You keep going through pages of "Things You Think Only You Do" clicking the button until you realize that your on like page 50.

Don't have to poop for a week until I get in the shower

being a mid-teenager, never having a relationship before and don't care at all.

hold my shirt with my chin when i'm peeing.

Whenever I slurp from a straw I do it a little bit at a time, slowly and steadily so people don't turn at me and give me an annoyed face.

When I forget to brush my teeth, scrape off the plaque on my teeth with my fingernail.

After I flush the toilet, I run out of the bathroom really fast.

Own all of you hard! Moral: EXPLOSION NOISE!

I pick my nose n eat it. I love the hard ones

Whenever I walk through automatic doors I say "Thank You"

I very carefully smell what I'm about to eat before I eat it, but I'd most likely eat it, even if I hadn't smelled it first.

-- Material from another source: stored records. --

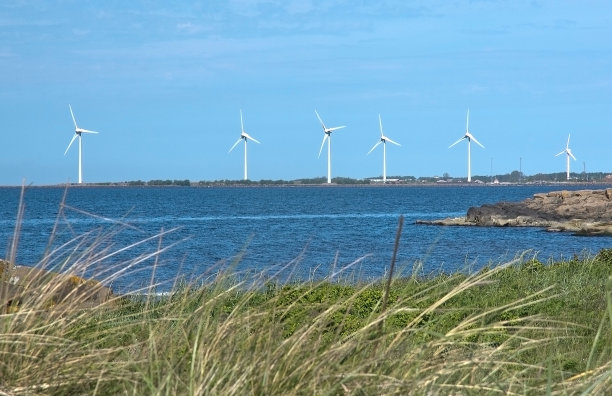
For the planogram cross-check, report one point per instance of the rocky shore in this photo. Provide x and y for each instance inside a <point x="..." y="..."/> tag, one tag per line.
<point x="582" y="212"/>
<point x="30" y="287"/>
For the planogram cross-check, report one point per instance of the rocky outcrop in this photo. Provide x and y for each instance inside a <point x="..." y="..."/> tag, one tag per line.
<point x="584" y="212"/>
<point x="36" y="288"/>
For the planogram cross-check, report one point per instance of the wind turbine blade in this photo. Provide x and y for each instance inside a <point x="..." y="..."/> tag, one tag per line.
<point x="376" y="145"/>
<point x="391" y="141"/>
<point x="235" y="144"/>
<point x="477" y="142"/>
<point x="456" y="142"/>
<point x="320" y="120"/>
<point x="72" y="114"/>
<point x="252" y="138"/>
<point x="70" y="144"/>
<point x="322" y="143"/>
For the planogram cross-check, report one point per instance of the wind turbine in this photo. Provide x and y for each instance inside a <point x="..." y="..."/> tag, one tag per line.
<point x="469" y="138"/>
<point x="568" y="152"/>
<point x="383" y="140"/>
<point x="327" y="135"/>
<point x="244" y="136"/>
<point x="77" y="133"/>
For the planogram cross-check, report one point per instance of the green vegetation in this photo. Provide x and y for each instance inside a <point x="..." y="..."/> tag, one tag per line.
<point x="523" y="328"/>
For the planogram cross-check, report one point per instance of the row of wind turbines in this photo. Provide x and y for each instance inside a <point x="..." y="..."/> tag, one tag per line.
<point x="244" y="136"/>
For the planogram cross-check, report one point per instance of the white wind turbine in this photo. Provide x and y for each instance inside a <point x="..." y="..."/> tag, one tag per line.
<point x="383" y="140"/>
<point x="77" y="133"/>
<point x="327" y="135"/>
<point x="568" y="152"/>
<point x="244" y="136"/>
<point x="469" y="138"/>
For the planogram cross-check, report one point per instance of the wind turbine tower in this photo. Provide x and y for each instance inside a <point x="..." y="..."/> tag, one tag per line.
<point x="569" y="154"/>
<point x="77" y="134"/>
<point x="469" y="137"/>
<point x="383" y="140"/>
<point x="327" y="135"/>
<point x="243" y="136"/>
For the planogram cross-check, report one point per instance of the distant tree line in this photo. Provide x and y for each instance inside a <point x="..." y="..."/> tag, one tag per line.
<point x="512" y="177"/>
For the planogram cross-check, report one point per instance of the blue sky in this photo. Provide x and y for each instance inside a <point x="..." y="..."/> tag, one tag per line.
<point x="163" y="82"/>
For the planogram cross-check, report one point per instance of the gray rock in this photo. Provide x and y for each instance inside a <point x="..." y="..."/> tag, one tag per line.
<point x="584" y="212"/>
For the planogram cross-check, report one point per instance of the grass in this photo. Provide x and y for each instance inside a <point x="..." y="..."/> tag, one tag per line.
<point x="525" y="327"/>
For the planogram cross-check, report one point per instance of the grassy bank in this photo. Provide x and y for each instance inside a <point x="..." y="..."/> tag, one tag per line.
<point x="522" y="328"/>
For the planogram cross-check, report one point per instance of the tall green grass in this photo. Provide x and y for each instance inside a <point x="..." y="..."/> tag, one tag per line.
<point x="524" y="327"/>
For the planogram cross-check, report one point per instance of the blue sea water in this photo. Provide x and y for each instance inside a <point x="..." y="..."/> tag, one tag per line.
<point x="308" y="231"/>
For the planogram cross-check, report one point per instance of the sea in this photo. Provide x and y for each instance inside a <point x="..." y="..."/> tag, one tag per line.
<point x="139" y="238"/>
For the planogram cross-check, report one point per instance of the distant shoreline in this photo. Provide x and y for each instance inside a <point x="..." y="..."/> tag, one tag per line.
<point x="324" y="185"/>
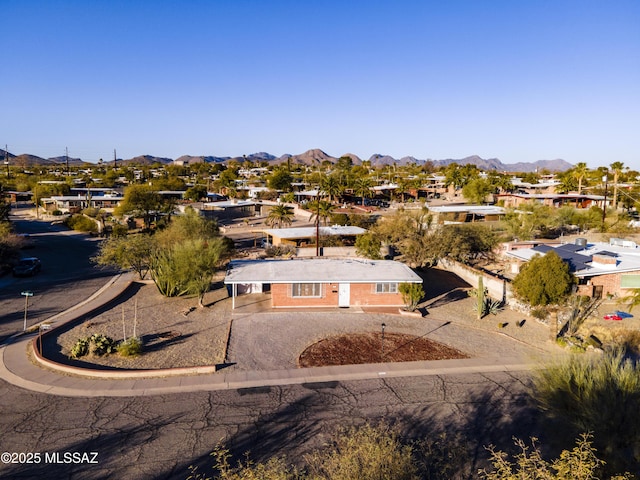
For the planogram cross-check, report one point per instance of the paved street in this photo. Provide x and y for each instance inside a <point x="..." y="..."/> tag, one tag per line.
<point x="67" y="274"/>
<point x="160" y="436"/>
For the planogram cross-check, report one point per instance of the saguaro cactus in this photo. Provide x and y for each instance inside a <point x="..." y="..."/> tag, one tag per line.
<point x="480" y="304"/>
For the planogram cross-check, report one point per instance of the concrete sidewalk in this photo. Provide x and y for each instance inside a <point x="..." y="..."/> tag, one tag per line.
<point x="17" y="366"/>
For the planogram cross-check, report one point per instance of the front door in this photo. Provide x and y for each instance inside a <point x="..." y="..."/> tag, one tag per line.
<point x="344" y="294"/>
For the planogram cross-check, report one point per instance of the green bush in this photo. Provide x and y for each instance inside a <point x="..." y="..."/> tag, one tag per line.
<point x="411" y="293"/>
<point x="130" y="347"/>
<point x="598" y="394"/>
<point x="80" y="349"/>
<point x="102" y="344"/>
<point x="119" y="230"/>
<point x="91" y="212"/>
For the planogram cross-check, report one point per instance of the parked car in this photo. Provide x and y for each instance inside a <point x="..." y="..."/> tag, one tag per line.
<point x="27" y="267"/>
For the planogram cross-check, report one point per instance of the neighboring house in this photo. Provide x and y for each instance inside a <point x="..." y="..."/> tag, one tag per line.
<point x="548" y="185"/>
<point x="78" y="203"/>
<point x="514" y="200"/>
<point x="230" y="210"/>
<point x="301" y="236"/>
<point x="321" y="282"/>
<point x="601" y="268"/>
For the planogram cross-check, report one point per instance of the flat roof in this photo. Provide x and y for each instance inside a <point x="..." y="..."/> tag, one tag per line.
<point x="310" y="232"/>
<point x="627" y="258"/>
<point x="477" y="209"/>
<point x="319" y="270"/>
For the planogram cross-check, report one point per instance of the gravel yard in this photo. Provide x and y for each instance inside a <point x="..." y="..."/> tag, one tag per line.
<point x="176" y="333"/>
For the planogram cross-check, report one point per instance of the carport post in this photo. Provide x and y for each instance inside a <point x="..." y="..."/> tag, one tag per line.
<point x="233" y="295"/>
<point x="26" y="294"/>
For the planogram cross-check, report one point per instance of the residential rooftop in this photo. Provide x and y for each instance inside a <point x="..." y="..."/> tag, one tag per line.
<point x="319" y="270"/>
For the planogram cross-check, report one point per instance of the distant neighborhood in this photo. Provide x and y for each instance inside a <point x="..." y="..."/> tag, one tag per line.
<point x="313" y="205"/>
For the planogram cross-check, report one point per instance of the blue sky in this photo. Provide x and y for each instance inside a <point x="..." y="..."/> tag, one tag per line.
<point x="517" y="80"/>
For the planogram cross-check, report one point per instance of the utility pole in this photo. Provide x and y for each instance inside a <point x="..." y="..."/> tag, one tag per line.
<point x="604" y="205"/>
<point x="6" y="159"/>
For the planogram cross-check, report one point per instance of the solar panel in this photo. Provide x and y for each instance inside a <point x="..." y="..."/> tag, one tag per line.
<point x="570" y="247"/>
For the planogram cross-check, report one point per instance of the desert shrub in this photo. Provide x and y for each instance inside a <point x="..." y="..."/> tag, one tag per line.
<point x="81" y="223"/>
<point x="411" y="293"/>
<point x="628" y="340"/>
<point x="540" y="313"/>
<point x="80" y="348"/>
<point x="363" y="453"/>
<point x="119" y="230"/>
<point x="91" y="212"/>
<point x="443" y="456"/>
<point x="599" y="394"/>
<point x="130" y="347"/>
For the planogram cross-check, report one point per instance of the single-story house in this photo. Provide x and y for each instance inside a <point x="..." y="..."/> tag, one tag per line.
<point x="77" y="203"/>
<point x="514" y="200"/>
<point x="601" y="268"/>
<point x="445" y="214"/>
<point x="321" y="282"/>
<point x="300" y="236"/>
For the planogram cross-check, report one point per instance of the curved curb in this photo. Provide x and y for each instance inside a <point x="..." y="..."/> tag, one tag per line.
<point x="117" y="374"/>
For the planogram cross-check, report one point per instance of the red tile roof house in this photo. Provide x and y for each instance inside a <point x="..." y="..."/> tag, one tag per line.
<point x="321" y="282"/>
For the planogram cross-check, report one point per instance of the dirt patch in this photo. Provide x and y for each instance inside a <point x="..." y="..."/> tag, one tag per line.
<point x="354" y="349"/>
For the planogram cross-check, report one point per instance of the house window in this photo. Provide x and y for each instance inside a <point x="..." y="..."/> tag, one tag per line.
<point x="306" y="290"/>
<point x="387" y="287"/>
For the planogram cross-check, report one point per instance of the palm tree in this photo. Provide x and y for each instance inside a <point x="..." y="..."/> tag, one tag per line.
<point x="617" y="168"/>
<point x="580" y="173"/>
<point x="323" y="211"/>
<point x="280" y="215"/>
<point x="331" y="186"/>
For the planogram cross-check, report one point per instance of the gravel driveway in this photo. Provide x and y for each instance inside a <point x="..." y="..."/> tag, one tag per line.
<point x="273" y="340"/>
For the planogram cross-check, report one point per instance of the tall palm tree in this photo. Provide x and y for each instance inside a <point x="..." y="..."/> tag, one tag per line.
<point x="617" y="168"/>
<point x="580" y="173"/>
<point x="280" y="215"/>
<point x="332" y="186"/>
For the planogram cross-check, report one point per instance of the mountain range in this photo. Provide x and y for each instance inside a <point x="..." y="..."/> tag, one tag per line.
<point x="310" y="157"/>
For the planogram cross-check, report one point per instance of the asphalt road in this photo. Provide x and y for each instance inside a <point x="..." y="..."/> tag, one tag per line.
<point x="67" y="275"/>
<point x="159" y="437"/>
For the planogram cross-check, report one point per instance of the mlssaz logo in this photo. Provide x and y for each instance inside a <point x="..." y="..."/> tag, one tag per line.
<point x="71" y="457"/>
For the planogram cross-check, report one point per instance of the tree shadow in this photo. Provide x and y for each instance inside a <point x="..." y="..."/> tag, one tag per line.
<point x="449" y="297"/>
<point x="467" y="422"/>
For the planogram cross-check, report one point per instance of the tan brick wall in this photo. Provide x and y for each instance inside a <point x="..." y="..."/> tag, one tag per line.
<point x="360" y="295"/>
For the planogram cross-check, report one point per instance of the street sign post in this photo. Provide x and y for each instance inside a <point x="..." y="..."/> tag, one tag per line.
<point x="26" y="294"/>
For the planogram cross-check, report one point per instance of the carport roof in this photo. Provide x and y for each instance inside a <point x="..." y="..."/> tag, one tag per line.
<point x="310" y="232"/>
<point x="319" y="270"/>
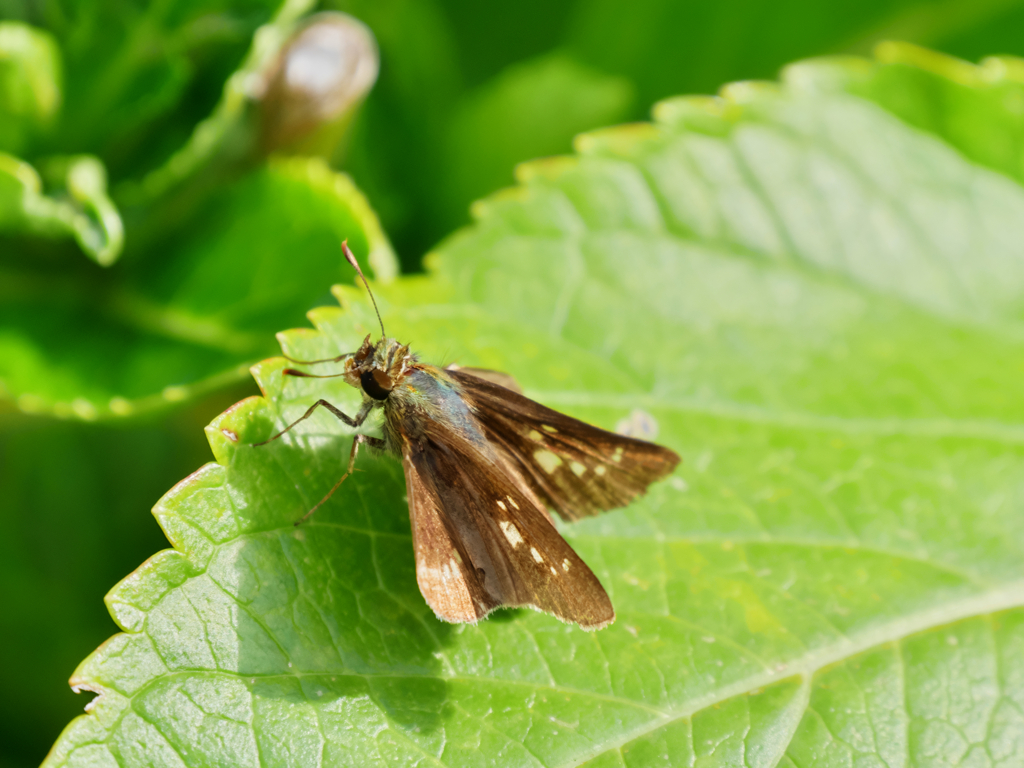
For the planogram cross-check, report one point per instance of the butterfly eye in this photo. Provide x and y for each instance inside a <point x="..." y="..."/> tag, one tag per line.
<point x="376" y="383"/>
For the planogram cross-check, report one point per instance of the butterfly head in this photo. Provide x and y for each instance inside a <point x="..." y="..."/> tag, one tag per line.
<point x="377" y="367"/>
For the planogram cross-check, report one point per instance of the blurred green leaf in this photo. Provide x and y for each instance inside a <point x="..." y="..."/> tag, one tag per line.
<point x="76" y="207"/>
<point x="130" y="65"/>
<point x="30" y="84"/>
<point x="164" y="330"/>
<point x="818" y="305"/>
<point x="531" y="110"/>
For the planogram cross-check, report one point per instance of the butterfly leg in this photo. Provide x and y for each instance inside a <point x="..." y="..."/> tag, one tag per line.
<point x="359" y="417"/>
<point x="357" y="440"/>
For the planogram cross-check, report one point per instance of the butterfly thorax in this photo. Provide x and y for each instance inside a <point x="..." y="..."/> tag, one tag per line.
<point x="419" y="400"/>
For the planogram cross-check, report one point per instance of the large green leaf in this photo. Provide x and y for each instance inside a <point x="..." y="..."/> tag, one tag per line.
<point x="817" y="303"/>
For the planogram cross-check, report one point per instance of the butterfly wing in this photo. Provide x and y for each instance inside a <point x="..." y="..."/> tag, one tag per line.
<point x="482" y="540"/>
<point x="577" y="469"/>
<point x="496" y="377"/>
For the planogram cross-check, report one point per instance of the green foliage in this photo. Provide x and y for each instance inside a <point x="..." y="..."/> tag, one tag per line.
<point x="816" y="301"/>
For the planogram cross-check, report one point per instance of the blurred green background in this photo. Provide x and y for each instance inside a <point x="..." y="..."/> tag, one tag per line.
<point x="112" y="359"/>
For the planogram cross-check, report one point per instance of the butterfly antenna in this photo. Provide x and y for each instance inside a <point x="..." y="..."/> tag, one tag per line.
<point x="351" y="260"/>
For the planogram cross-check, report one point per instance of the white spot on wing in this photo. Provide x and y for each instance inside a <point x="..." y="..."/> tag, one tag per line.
<point x="547" y="460"/>
<point x="638" y="424"/>
<point x="511" y="532"/>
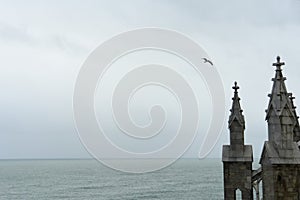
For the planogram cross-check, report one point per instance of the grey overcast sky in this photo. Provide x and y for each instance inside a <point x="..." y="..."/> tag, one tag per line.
<point x="43" y="44"/>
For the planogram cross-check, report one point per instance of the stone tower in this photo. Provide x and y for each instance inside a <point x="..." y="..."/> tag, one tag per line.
<point x="280" y="159"/>
<point x="237" y="158"/>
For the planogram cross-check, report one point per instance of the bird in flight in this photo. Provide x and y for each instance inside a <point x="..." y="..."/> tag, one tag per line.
<point x="207" y="61"/>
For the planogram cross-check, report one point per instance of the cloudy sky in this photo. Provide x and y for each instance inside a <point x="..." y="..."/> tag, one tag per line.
<point x="44" y="43"/>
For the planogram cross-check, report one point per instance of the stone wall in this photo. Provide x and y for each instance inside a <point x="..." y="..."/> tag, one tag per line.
<point x="281" y="182"/>
<point x="237" y="175"/>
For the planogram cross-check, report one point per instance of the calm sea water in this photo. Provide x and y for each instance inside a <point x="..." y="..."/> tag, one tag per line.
<point x="88" y="179"/>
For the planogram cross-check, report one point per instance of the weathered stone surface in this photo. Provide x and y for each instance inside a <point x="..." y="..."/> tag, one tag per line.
<point x="280" y="159"/>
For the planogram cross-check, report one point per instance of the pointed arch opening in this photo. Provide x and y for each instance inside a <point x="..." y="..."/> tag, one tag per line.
<point x="238" y="194"/>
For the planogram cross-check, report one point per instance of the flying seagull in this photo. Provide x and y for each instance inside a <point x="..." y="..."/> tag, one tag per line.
<point x="207" y="61"/>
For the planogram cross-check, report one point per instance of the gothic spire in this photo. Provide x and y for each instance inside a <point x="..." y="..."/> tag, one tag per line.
<point x="279" y="97"/>
<point x="236" y="111"/>
<point x="281" y="114"/>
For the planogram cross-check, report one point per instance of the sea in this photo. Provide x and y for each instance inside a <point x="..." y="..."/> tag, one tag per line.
<point x="89" y="179"/>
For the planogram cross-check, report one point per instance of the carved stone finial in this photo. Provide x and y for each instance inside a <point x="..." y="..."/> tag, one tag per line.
<point x="278" y="64"/>
<point x="235" y="87"/>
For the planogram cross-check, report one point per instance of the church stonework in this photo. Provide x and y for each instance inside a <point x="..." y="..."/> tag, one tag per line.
<point x="280" y="158"/>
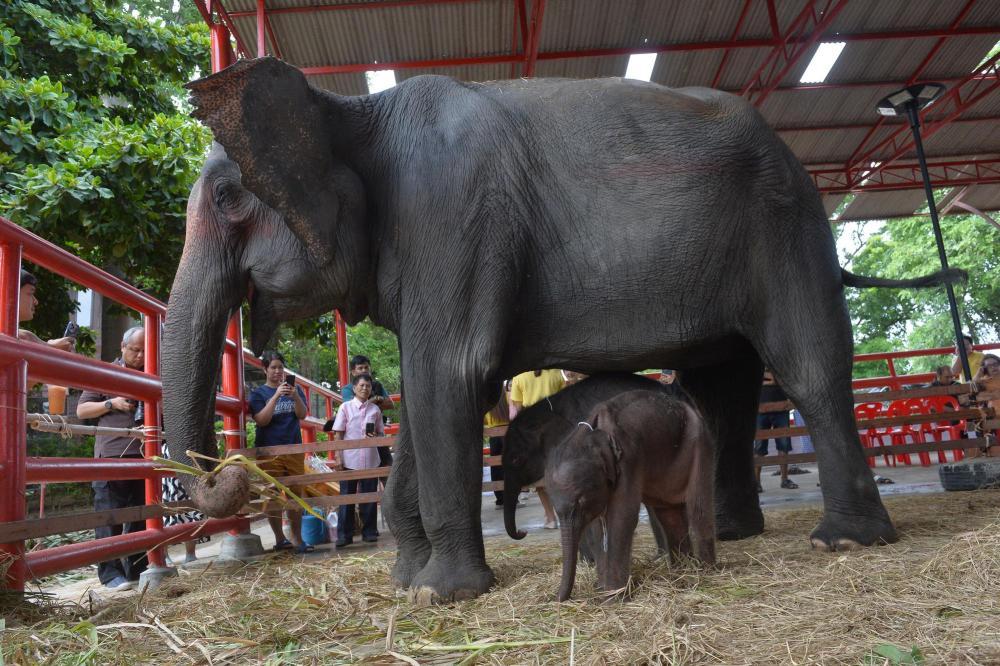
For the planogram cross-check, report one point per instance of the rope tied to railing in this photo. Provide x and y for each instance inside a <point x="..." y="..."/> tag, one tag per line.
<point x="58" y="423"/>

kick something under the fridge that you dont want to pick up

Whenever I switch sides on my bed, I feel like when I turn around some scary clown face is going to be RIGHT THERE in my face

When telemarketers call I speak Afrikaans to them until they hang up

avoid going in the handicap bathroom stall because you're afraid someone will see you cause it's so big

FAP FAP FAP FAP FAP FAP FAP FAP FAP FAP FAP FAP FAP FAP FAP FAP FAP FAP FAP FAP FAP FAP FAP FAP FAP FAP FAP FAP FAP FAP FAP FAP FAP FAP FAP FAP FAP FAP FAP FAP FAP FAP FAP FAP FAP FAP FAP FAP FAP FAP FAP FAP FAP FAP FAP FAP FAP FAP FAP FAP FAP FAP FAP FAP FAP FAP FAP FAP FAP FAP FAP FAP FAP FAP FAP FAP FAP FAP FAP FAP FAP FAP FAP FAP FAP FAP FAP FAP FAP FAP FAP FAP FAP FAP FAP FAP FAP FAP FAP FAP FAP FAP FAP FAP FAP FAP FAP FAP FAP FAP FAP FAP FAP FAP FAP FAP FAP FAP FAP FAP FAP FAP FAP FAP FAP FAP FAP FAP FAP FAP FAP FAP FAP FAP FAP FAP FAP FAP FAP FAP FAP FAP FAP FAP FAP FAP FAP FAP FAP FAP FAP FAP FAP FAP FAP FAP FAP FAP FAP FAP FAP FAP FAP FAP FAP FAP FAP FAP FAP FAP FAP FAP FAP FAP FAP FAP FAP FAP FAP FAP FAP FAP FAP FAP FAP FAP FAP FAP FAP FAP FAP FAP FAP FAP FAP FAP FAP FAP FAP FAP FAP FAP FAP FAP FAP FAP FAP FAP FAP FAP FAP FAP FAP FAP FAP FAP FAP FAP FAP FAP FAP FAP FAP FAP FAP FAP FAP FAP FAP FAP FAP FAP FAP FAP FAP FAP FAP FAP FAP FAP FAP FAP FAP FAP FAPFAP FAP ::TROLLFACE::

Sometimes I just space out for a period of time and completely forget that I'm breathing. Then when I snap out of it, I kind of breathe deeply because I thought I forgot to breathe.

act like people from movies or shows just because my life is that boring

When I have a bottle in my hand and nothing to do in class. I read the nutrition facts and ingredients 2 to 4 times until the teacher says something.

I'm paranoid of EVERYTHING. When I enter a room, I inspect it for cameras. When I'm in the bathroom I cover all the cameras on my iPod, Phone, etc. When I do something I'm not supposed to do on the computer (such as download music for free), I cover the webcam to assure the government can't see me. I control my thoughts 24/7 at fear that someone will read my thoughts. I have a strict feeling the someone is always watching me. I fear subliminal advertisements also. To sum everything up you could just read the first part. I DONT TRUST ANYTHING OR ANYONE! I'm Not sure if anyone else is as paranoid as I am...

I sometimes feel the desire to grab something fragile and - not out of anger, just because it would be funny - hurl it across the room to watch it explode.

I plan to put money away everyday but never seem to do it.

When Im bored in a house that has leafy/floral wallpaper I follow the stem with my finger all the way up to the top of the wall and then go back down again and think of a route that gets you all the way to the other side of the wall.

I prefer to masturbate by putting a fleshlight under my stuffed-toy smurfette's dress and pretend to smurf her.

Things You Think Only You Do

A collection of things you think only you do. Go ahead and confess. You probably aren't the only one.